Maneras de usar una cebolla con clavos
Este clásico truco francés puede transformar la cocina diaria:
Caldos y sopas: Cocinada a fuego lento con verduras y hierbas, enriquece caldos, guisos y consomés.
Carnes estofadas: Perfecta para boeuf bourguignon, pot-au-feu o coq au vin, añadiendo una sutil complejidad.
Platos asados: Mézclela en la sartén con pollo, cerdo o cordero para un aroma intenso.
Granos y legumbres: Cocine arroz, lentejas o frijoles con una cebolla con clavos para un aroma más intenso.
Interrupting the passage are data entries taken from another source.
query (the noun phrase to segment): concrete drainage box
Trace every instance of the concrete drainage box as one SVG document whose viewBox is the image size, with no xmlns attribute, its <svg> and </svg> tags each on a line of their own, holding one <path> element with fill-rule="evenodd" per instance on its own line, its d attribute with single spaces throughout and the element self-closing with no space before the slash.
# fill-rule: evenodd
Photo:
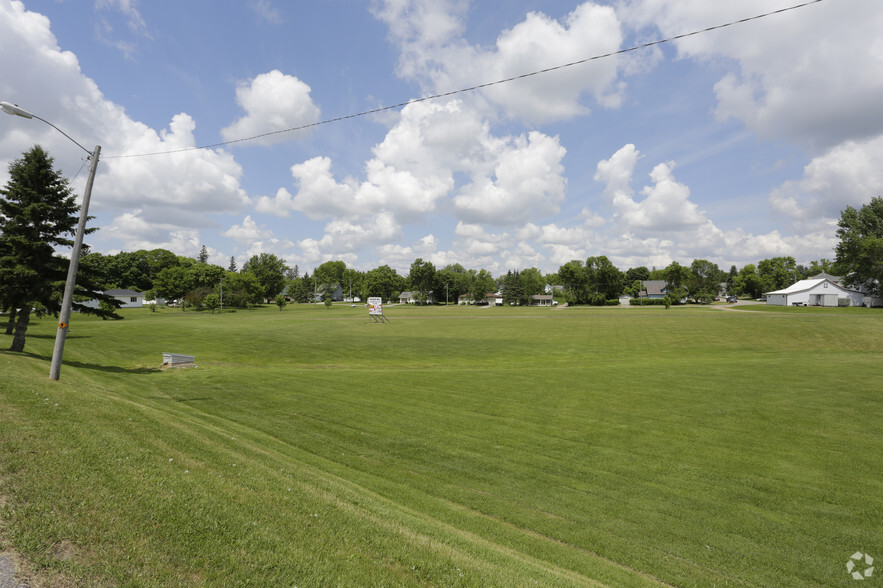
<svg viewBox="0 0 883 588">
<path fill-rule="evenodd" d="M 194 363 L 194 360 L 195 358 L 192 355 L 182 355 L 180 353 L 163 353 L 163 363 L 160 367 L 193 367 L 196 365 Z"/>
</svg>

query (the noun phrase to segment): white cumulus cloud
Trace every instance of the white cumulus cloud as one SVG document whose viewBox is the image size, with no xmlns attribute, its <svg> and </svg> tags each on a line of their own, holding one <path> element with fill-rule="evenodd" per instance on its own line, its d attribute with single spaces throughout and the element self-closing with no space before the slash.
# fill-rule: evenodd
<svg viewBox="0 0 883 588">
<path fill-rule="evenodd" d="M 274 133 L 319 120 L 320 111 L 310 97 L 310 87 L 277 69 L 239 84 L 236 102 L 246 115 L 221 130 L 227 141 Z M 297 136 L 295 133 L 271 134 L 257 142 L 269 145 Z"/>
</svg>

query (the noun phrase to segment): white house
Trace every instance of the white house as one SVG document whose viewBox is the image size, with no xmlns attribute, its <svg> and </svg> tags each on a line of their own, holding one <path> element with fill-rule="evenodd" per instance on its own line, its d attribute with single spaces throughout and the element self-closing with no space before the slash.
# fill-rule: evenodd
<svg viewBox="0 0 883 588">
<path fill-rule="evenodd" d="M 141 308 L 144 304 L 143 292 L 135 292 L 134 290 L 122 288 L 117 290 L 105 290 L 104 293 L 119 300 L 121 303 L 120 308 Z M 83 305 L 98 308 L 98 301 L 89 300 L 88 302 L 84 302 Z"/>
<path fill-rule="evenodd" d="M 766 303 L 773 306 L 861 306 L 864 295 L 828 278 L 800 280 L 787 288 L 767 292 Z"/>
<path fill-rule="evenodd" d="M 399 304 L 418 304 L 420 292 L 402 292 L 399 294 Z M 426 304 L 435 304 L 435 294 L 426 292 Z"/>
</svg>

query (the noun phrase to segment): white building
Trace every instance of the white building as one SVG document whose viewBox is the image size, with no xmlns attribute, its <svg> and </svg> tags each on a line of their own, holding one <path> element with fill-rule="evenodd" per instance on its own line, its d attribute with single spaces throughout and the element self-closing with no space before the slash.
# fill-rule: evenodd
<svg viewBox="0 0 883 588">
<path fill-rule="evenodd" d="M 861 306 L 864 300 L 861 292 L 827 278 L 800 280 L 783 290 L 767 292 L 765 296 L 766 303 L 773 306 Z"/>
</svg>

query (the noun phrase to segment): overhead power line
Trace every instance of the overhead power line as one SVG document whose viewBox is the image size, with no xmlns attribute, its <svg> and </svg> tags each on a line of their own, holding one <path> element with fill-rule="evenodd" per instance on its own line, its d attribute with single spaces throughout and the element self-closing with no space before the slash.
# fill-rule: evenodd
<svg viewBox="0 0 883 588">
<path fill-rule="evenodd" d="M 243 138 L 241 138 L 241 139 L 231 139 L 231 140 L 229 140 L 229 141 L 222 141 L 222 142 L 220 142 L 220 143 L 212 143 L 211 145 L 201 145 L 201 146 L 199 146 L 199 147 L 185 147 L 185 148 L 182 148 L 182 149 L 172 149 L 172 150 L 169 150 L 169 151 L 155 151 L 155 152 L 153 152 L 153 153 L 133 153 L 133 154 L 129 154 L 129 155 L 109 155 L 109 156 L 105 156 L 104 159 L 121 159 L 121 158 L 126 158 L 126 157 L 149 157 L 149 156 L 153 156 L 153 155 L 168 155 L 168 154 L 172 154 L 172 153 L 182 153 L 182 152 L 186 152 L 186 151 L 198 151 L 198 150 L 201 150 L 201 149 L 214 149 L 214 148 L 216 148 L 216 147 L 224 147 L 225 145 L 234 145 L 234 144 L 236 144 L 236 143 L 244 143 L 244 142 L 246 142 L 246 141 L 255 141 L 255 140 L 257 140 L 257 139 L 263 139 L 264 137 L 271 137 L 271 136 L 273 136 L 273 135 L 281 135 L 281 134 L 283 134 L 283 133 L 293 133 L 293 132 L 295 132 L 295 131 L 303 131 L 303 130 L 306 130 L 306 129 L 311 129 L 311 128 L 313 128 L 313 127 L 318 127 L 318 126 L 327 125 L 327 124 L 330 124 L 330 123 L 335 123 L 335 122 L 340 122 L 340 121 L 344 121 L 344 120 L 349 120 L 349 119 L 352 119 L 352 118 L 359 118 L 359 117 L 362 117 L 362 116 L 368 116 L 368 115 L 371 115 L 371 114 L 377 114 L 377 113 L 380 113 L 380 112 L 385 112 L 385 111 L 387 111 L 387 110 L 396 110 L 396 109 L 398 109 L 398 108 L 404 108 L 405 106 L 408 106 L 409 104 L 416 104 L 416 103 L 418 103 L 418 102 L 427 102 L 427 101 L 429 101 L 429 100 L 436 100 L 436 99 L 438 99 L 438 98 L 446 98 L 446 97 L 448 97 L 448 96 L 455 96 L 455 95 L 457 95 L 457 94 L 465 94 L 465 93 L 468 93 L 468 92 L 474 92 L 474 91 L 476 91 L 476 90 L 482 90 L 482 89 L 484 89 L 484 88 L 490 88 L 491 86 L 498 86 L 498 85 L 500 85 L 500 84 L 507 84 L 507 83 L 509 83 L 509 82 L 514 82 L 514 81 L 517 81 L 517 80 L 523 80 L 523 79 L 525 79 L 525 78 L 530 78 L 530 77 L 533 77 L 533 76 L 538 76 L 538 75 L 542 75 L 542 74 L 550 73 L 550 72 L 553 72 L 553 71 L 558 71 L 558 70 L 561 70 L 561 69 L 566 69 L 566 68 L 568 68 L 568 67 L 574 67 L 574 66 L 577 66 L 577 65 L 582 65 L 582 64 L 584 64 L 584 63 L 588 63 L 588 62 L 590 62 L 590 61 L 597 61 L 597 60 L 599 60 L 599 59 L 606 59 L 606 58 L 608 58 L 608 57 L 613 57 L 613 56 L 615 56 L 615 55 L 622 55 L 622 54 L 624 54 L 624 53 L 631 53 L 631 52 L 633 52 L 633 51 L 639 51 L 639 50 L 641 50 L 641 49 L 647 49 L 648 47 L 654 47 L 654 46 L 656 46 L 656 45 L 662 45 L 662 44 L 664 44 L 664 43 L 671 43 L 672 41 L 678 41 L 678 40 L 680 40 L 680 39 L 685 39 L 685 38 L 687 38 L 687 37 L 692 37 L 692 36 L 695 36 L 695 35 L 701 35 L 701 34 L 703 34 L 703 33 L 708 33 L 708 32 L 711 32 L 711 31 L 716 31 L 716 30 L 719 30 L 719 29 L 723 29 L 723 28 L 731 27 L 731 26 L 738 25 L 738 24 L 744 24 L 744 23 L 746 23 L 746 22 L 751 22 L 751 21 L 754 21 L 754 20 L 759 20 L 759 19 L 761 19 L 761 18 L 766 18 L 766 17 L 768 17 L 768 16 L 774 16 L 774 15 L 776 15 L 776 14 L 782 14 L 783 12 L 790 12 L 790 11 L 792 11 L 792 10 L 797 10 L 798 8 L 804 8 L 804 7 L 809 6 L 809 5 L 811 5 L 811 4 L 818 4 L 819 2 L 822 2 L 822 1 L 823 1 L 823 0 L 809 0 L 808 2 L 803 2 L 802 4 L 795 4 L 794 6 L 788 6 L 788 7 L 786 7 L 786 8 L 780 8 L 779 10 L 773 10 L 773 11 L 771 11 L 771 12 L 765 12 L 765 13 L 763 13 L 763 14 L 758 14 L 758 15 L 755 15 L 755 16 L 749 16 L 749 17 L 747 17 L 747 18 L 742 18 L 742 19 L 739 19 L 739 20 L 730 21 L 730 22 L 728 22 L 728 23 L 719 24 L 719 25 L 715 25 L 715 26 L 707 27 L 707 28 L 704 28 L 704 29 L 699 29 L 699 30 L 696 30 L 696 31 L 692 31 L 692 32 L 690 32 L 690 33 L 683 33 L 683 34 L 680 34 L 680 35 L 675 35 L 675 36 L 673 36 L 673 37 L 667 37 L 667 38 L 665 38 L 665 39 L 659 39 L 659 40 L 657 40 L 657 41 L 650 41 L 649 43 L 643 43 L 643 44 L 641 44 L 641 45 L 634 45 L 633 47 L 628 47 L 628 48 L 626 48 L 626 49 L 619 49 L 619 50 L 617 50 L 617 51 L 611 51 L 610 53 L 603 53 L 603 54 L 599 54 L 599 55 L 593 55 L 592 57 L 586 57 L 585 59 L 580 59 L 580 60 L 578 60 L 578 61 L 571 61 L 570 63 L 564 63 L 564 64 L 556 65 L 556 66 L 553 66 L 553 67 L 547 67 L 547 68 L 545 68 L 545 69 L 539 69 L 539 70 L 536 70 L 536 71 L 532 71 L 532 72 L 530 72 L 530 73 L 520 74 L 520 75 L 517 75 L 517 76 L 512 76 L 512 77 L 509 77 L 509 78 L 504 78 L 504 79 L 496 80 L 496 81 L 493 81 L 493 82 L 485 82 L 485 83 L 483 83 L 483 84 L 478 84 L 478 85 L 475 85 L 475 86 L 470 86 L 470 87 L 468 87 L 468 88 L 460 88 L 459 90 L 451 90 L 450 92 L 442 92 L 442 93 L 440 93 L 440 94 L 432 94 L 432 95 L 430 95 L 430 96 L 424 96 L 423 98 L 412 98 L 412 99 L 410 99 L 410 100 L 408 100 L 408 101 L 406 101 L 406 102 L 399 102 L 398 104 L 392 104 L 392 105 L 390 105 L 390 106 L 380 106 L 380 107 L 378 107 L 378 108 L 372 108 L 371 110 L 363 110 L 362 112 L 356 112 L 356 113 L 354 113 L 354 114 L 347 114 L 347 115 L 344 115 L 344 116 L 337 116 L 337 117 L 334 117 L 334 118 L 328 118 L 328 119 L 320 120 L 320 121 L 317 121 L 317 122 L 314 122 L 314 123 L 309 123 L 309 124 L 300 125 L 300 126 L 296 126 L 296 127 L 290 127 L 290 128 L 287 128 L 287 129 L 278 129 L 278 130 L 275 130 L 275 131 L 268 131 L 268 132 L 266 132 L 266 133 L 261 133 L 261 134 L 259 134 L 259 135 L 253 135 L 253 136 L 251 136 L 251 137 L 243 137 Z"/>
</svg>

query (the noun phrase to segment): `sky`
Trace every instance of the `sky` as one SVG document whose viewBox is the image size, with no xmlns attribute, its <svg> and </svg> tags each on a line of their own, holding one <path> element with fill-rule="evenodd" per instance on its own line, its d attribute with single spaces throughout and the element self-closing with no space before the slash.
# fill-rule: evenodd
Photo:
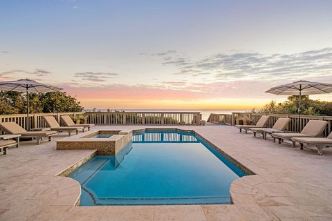
<svg viewBox="0 0 332 221">
<path fill-rule="evenodd" d="M 86 108 L 250 109 L 332 83 L 332 1 L 0 0 L 0 81 Z M 312 96 L 332 101 L 332 95 Z"/>
</svg>

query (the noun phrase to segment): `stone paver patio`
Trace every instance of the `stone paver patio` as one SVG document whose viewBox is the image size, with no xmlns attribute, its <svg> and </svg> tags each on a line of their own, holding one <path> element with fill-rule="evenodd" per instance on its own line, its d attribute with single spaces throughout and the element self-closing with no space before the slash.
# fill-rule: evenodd
<svg viewBox="0 0 332 221">
<path fill-rule="evenodd" d="M 234 204 L 75 206 L 80 184 L 57 175 L 95 151 L 56 151 L 55 142 L 31 141 L 0 155 L 0 220 L 332 220 L 332 150 L 319 156 L 232 126 L 177 128 L 195 131 L 256 174 L 233 182 Z"/>
</svg>

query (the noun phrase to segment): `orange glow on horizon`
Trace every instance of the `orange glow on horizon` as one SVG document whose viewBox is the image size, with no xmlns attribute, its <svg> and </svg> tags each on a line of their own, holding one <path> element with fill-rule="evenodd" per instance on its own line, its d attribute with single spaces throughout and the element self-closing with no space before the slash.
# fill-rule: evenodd
<svg viewBox="0 0 332 221">
<path fill-rule="evenodd" d="M 115 99 L 78 99 L 85 108 L 110 109 L 194 109 L 194 110 L 249 110 L 259 108 L 268 99 L 220 99 L 194 101 L 134 100 Z"/>
</svg>

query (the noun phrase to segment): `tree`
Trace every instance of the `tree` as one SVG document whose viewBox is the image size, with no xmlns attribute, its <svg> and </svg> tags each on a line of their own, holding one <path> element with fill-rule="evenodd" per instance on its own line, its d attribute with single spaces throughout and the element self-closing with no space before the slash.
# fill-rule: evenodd
<svg viewBox="0 0 332 221">
<path fill-rule="evenodd" d="M 30 113 L 80 112 L 80 102 L 65 92 L 29 94 Z M 26 95 L 20 92 L 0 92 L 0 114 L 26 113 Z"/>
</svg>

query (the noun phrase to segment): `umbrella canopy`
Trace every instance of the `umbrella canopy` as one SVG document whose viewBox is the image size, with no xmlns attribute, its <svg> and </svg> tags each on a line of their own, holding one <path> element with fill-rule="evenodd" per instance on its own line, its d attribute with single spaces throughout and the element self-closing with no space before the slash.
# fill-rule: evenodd
<svg viewBox="0 0 332 221">
<path fill-rule="evenodd" d="M 299 81 L 280 85 L 266 92 L 283 95 L 299 95 L 299 92 L 302 95 L 324 94 L 332 92 L 332 84 Z"/>
<path fill-rule="evenodd" d="M 59 91 L 62 88 L 53 87 L 46 84 L 29 80 L 28 79 L 0 82 L 0 90 L 6 91 L 20 91 L 30 93 L 45 93 L 50 91 Z"/>
<path fill-rule="evenodd" d="M 37 82 L 28 79 L 17 81 L 0 82 L 0 90 L 6 91 L 19 91 L 26 93 L 26 122 L 28 131 L 30 130 L 29 119 L 29 92 L 30 93 L 46 93 L 59 91 L 62 88 L 51 86 Z"/>
<path fill-rule="evenodd" d="M 272 88 L 266 92 L 275 95 L 299 96 L 299 119 L 297 130 L 299 132 L 299 120 L 301 119 L 301 96 L 331 93 L 332 84 L 298 81 Z"/>
</svg>

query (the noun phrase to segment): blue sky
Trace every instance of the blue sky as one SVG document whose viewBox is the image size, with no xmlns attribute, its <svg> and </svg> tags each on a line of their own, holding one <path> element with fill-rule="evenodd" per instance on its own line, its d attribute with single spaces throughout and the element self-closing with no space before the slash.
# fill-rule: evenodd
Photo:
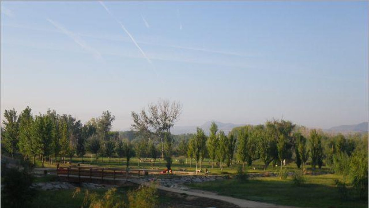
<svg viewBox="0 0 369 208">
<path fill-rule="evenodd" d="M 368 120 L 368 2 L 1 2 L 1 113 L 27 105 L 113 129 L 159 98 L 177 125 Z"/>
</svg>

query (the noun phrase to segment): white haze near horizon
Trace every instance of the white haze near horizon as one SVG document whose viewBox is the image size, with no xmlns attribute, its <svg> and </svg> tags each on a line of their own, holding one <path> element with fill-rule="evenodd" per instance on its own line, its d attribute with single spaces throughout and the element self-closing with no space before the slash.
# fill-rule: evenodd
<svg viewBox="0 0 369 208">
<path fill-rule="evenodd" d="M 177 126 L 368 121 L 368 4 L 3 1 L 1 119 L 108 110 L 122 130 L 162 98 Z"/>
</svg>

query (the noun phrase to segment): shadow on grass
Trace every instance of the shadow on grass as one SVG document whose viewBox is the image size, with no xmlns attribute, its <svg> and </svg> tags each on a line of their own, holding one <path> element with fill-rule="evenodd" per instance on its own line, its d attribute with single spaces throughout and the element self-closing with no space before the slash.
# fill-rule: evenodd
<svg viewBox="0 0 369 208">
<path fill-rule="evenodd" d="M 337 188 L 332 185 L 336 177 L 309 177 L 306 184 L 300 187 L 294 185 L 290 180 L 282 181 L 276 178 L 256 178 L 246 182 L 235 180 L 217 181 L 189 185 L 222 195 L 281 205 L 324 208 L 368 207 L 368 201 L 359 200 L 352 189 L 349 190 L 351 198 L 341 200 Z"/>
</svg>

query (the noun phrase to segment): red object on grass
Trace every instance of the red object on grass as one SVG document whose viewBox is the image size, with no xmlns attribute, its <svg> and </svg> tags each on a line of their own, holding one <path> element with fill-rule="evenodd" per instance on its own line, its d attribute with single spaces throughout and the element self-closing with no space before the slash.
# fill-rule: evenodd
<svg viewBox="0 0 369 208">
<path fill-rule="evenodd" d="M 162 174 L 167 173 L 168 172 L 168 168 L 165 170 L 164 170 L 161 171 L 161 172 Z M 172 173 L 172 168 L 169 169 L 169 173 Z"/>
</svg>

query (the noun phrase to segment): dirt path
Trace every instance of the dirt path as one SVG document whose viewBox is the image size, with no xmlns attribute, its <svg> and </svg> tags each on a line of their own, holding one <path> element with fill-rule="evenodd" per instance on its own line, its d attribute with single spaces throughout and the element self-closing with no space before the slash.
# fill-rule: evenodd
<svg viewBox="0 0 369 208">
<path fill-rule="evenodd" d="M 131 182 L 146 185 L 149 185 L 149 184 L 148 182 L 144 182 L 143 181 L 138 180 L 132 181 Z M 174 193 L 177 193 L 178 194 L 185 194 L 196 197 L 221 200 L 223 201 L 231 203 L 238 206 L 240 207 L 244 208 L 299 208 L 298 207 L 296 207 L 276 205 L 272 204 L 268 204 L 266 203 L 234 198 L 233 197 L 227 197 L 226 196 L 217 195 L 214 194 L 214 193 L 208 193 L 208 192 L 206 192 L 205 191 L 203 192 L 199 190 L 197 190 L 196 191 L 184 191 L 162 186 L 158 186 L 157 187 L 157 188 L 160 190 L 162 190 L 163 191 Z"/>
</svg>

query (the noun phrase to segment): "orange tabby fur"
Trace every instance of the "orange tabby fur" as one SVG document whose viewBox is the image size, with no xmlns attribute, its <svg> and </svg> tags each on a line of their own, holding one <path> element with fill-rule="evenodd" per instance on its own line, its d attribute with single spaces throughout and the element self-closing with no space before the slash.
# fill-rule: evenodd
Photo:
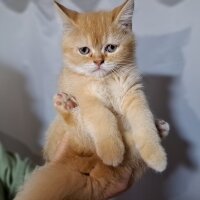
<svg viewBox="0 0 200 200">
<path fill-rule="evenodd" d="M 146 165 L 159 172 L 166 168 L 134 63 L 133 5 L 128 0 L 112 12 L 80 14 L 59 4 L 65 27 L 59 90 L 75 96 L 79 107 L 58 109 L 44 150 L 50 163 L 35 171 L 15 200 L 105 199 L 107 186 L 124 171 L 132 168 L 134 182 Z M 106 44 L 117 44 L 117 51 L 102 52 Z M 87 56 L 78 52 L 84 46 L 91 48 Z M 91 70 L 96 60 L 104 61 L 104 70 Z M 66 157 L 55 162 L 63 139 Z"/>
</svg>

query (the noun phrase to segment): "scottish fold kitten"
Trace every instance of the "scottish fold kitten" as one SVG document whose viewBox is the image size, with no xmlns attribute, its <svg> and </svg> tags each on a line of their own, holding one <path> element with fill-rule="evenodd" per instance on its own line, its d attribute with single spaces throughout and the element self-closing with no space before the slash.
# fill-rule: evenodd
<svg viewBox="0 0 200 200">
<path fill-rule="evenodd" d="M 57 5 L 64 21 L 58 116 L 48 131 L 46 165 L 15 200 L 106 199 L 108 185 L 125 171 L 132 170 L 131 184 L 147 166 L 165 170 L 158 132 L 167 134 L 168 124 L 155 123 L 135 64 L 134 1 L 94 13 Z M 63 140 L 66 156 L 55 162 Z"/>
</svg>

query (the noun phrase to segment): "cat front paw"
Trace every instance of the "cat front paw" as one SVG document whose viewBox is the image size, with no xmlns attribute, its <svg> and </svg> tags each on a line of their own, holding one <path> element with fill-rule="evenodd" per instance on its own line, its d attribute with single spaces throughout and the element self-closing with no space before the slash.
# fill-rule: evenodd
<svg viewBox="0 0 200 200">
<path fill-rule="evenodd" d="M 97 145 L 97 155 L 104 164 L 116 167 L 124 159 L 124 144 L 120 139 L 107 138 Z"/>
<path fill-rule="evenodd" d="M 166 121 L 156 119 L 155 125 L 161 138 L 165 138 L 169 135 L 170 125 Z"/>
<path fill-rule="evenodd" d="M 145 145 L 141 156 L 146 164 L 157 172 L 163 172 L 167 167 L 167 155 L 160 144 Z"/>
<path fill-rule="evenodd" d="M 78 106 L 75 97 L 64 92 L 56 94 L 53 101 L 55 108 L 59 112 L 68 112 Z"/>
</svg>

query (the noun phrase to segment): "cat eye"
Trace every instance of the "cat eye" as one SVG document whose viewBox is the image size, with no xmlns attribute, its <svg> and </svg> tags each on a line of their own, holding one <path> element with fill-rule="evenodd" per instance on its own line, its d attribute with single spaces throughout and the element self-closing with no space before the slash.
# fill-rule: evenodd
<svg viewBox="0 0 200 200">
<path fill-rule="evenodd" d="M 81 47 L 79 48 L 79 52 L 82 54 L 82 55 L 87 55 L 90 53 L 90 49 L 88 47 Z"/>
<path fill-rule="evenodd" d="M 114 45 L 114 44 L 108 44 L 106 47 L 105 47 L 105 51 L 108 52 L 108 53 L 113 53 L 117 50 L 117 45 Z"/>
</svg>

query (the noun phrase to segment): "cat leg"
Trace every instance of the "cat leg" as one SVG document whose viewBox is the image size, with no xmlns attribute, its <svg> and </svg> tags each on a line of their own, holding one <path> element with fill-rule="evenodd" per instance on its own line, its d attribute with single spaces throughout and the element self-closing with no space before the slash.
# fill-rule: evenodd
<svg viewBox="0 0 200 200">
<path fill-rule="evenodd" d="M 170 126 L 166 121 L 163 119 L 156 119 L 155 124 L 161 139 L 169 135 Z"/>
<path fill-rule="evenodd" d="M 124 144 L 114 114 L 94 97 L 80 99 L 80 111 L 98 156 L 107 165 L 119 165 L 124 156 Z"/>
<path fill-rule="evenodd" d="M 43 155 L 46 161 L 54 159 L 57 149 L 66 132 L 74 132 L 77 125 L 77 116 L 73 109 L 77 107 L 77 101 L 71 95 L 65 93 L 56 94 L 53 98 L 54 107 L 58 115 L 51 123 L 47 131 L 46 143 L 43 149 Z"/>
<path fill-rule="evenodd" d="M 152 169 L 164 171 L 167 156 L 160 144 L 154 118 L 143 91 L 129 91 L 124 97 L 122 110 L 131 125 L 132 139 L 143 160 Z"/>
</svg>

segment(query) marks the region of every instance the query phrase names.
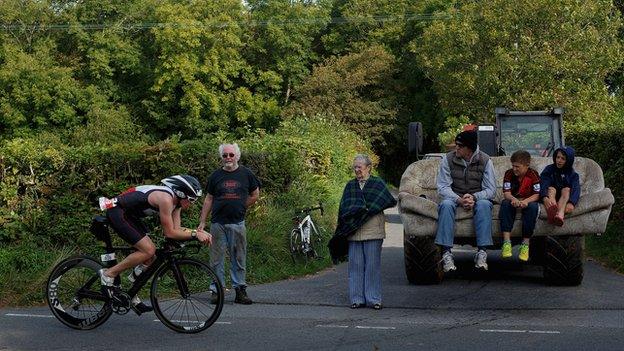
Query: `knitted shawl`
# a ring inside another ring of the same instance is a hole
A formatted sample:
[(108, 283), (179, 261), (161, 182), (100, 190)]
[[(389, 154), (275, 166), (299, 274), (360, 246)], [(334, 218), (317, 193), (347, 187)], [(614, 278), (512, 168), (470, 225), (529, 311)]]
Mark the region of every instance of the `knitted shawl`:
[(348, 253), (347, 238), (349, 236), (353, 235), (371, 217), (386, 208), (394, 207), (396, 203), (381, 178), (369, 177), (363, 189), (360, 189), (357, 179), (350, 180), (340, 200), (336, 232), (327, 244), (334, 263)]

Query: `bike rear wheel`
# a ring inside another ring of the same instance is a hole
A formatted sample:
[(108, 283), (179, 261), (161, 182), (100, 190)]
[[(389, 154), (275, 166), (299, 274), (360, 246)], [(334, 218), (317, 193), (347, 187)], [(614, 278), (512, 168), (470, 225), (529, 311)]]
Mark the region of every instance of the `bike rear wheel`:
[[(217, 295), (215, 301), (211, 301), (211, 285)], [(194, 259), (179, 259), (158, 268), (152, 281), (151, 301), (156, 316), (165, 326), (192, 334), (217, 321), (223, 309), (224, 293), (208, 265)]]
[(298, 260), (308, 261), (308, 255), (304, 253), (304, 245), (301, 231), (297, 228), (293, 229), (290, 232), (290, 256), (294, 263)]
[(111, 302), (102, 293), (98, 271), (102, 265), (87, 256), (67, 258), (52, 270), (46, 300), (52, 314), (66, 326), (89, 330), (111, 316)]

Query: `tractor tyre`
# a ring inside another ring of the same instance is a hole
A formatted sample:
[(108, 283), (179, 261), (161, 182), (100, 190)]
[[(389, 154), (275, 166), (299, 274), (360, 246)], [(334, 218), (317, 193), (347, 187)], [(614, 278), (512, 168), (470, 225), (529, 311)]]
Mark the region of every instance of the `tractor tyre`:
[(404, 235), (405, 274), (412, 284), (439, 284), (444, 277), (440, 249), (432, 237)]
[(581, 235), (547, 236), (545, 239), (544, 280), (551, 285), (575, 286), (583, 281), (583, 250)]

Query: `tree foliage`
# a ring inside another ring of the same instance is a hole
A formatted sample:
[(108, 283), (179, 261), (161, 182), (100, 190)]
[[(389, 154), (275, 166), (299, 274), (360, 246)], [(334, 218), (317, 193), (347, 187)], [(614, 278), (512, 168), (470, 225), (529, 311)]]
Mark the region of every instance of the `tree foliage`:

Por qué este truco es revolucionario
Más allá del sabor, este método tiene ventajas sorprendentes:
✔ Realza el sabor de forma natural: reduce la necesidad de usar sal o condimentos fuertes.
✔ Ahorra hierbas frescas: una excelente alternativa invernal cuando escasean las hierbas.
✔ Facilita la digestión: el clavo de olor tiene beneficios antibacterianos y digestivos, perfecto para comidas contundentes.
¡Pruébalo!
Si quieres añadir un toque de sabiduría culinaria a tus recetas, este truco ancestral es imprescindible. Una vez que lo pruebes, te preguntarás cómo cocinabas sin él. ¿Listo para descubrir un nuevo nivel de sabor? ¡Toma una cebolla y clavo de olor; tu próximo plato te lo agradecerá!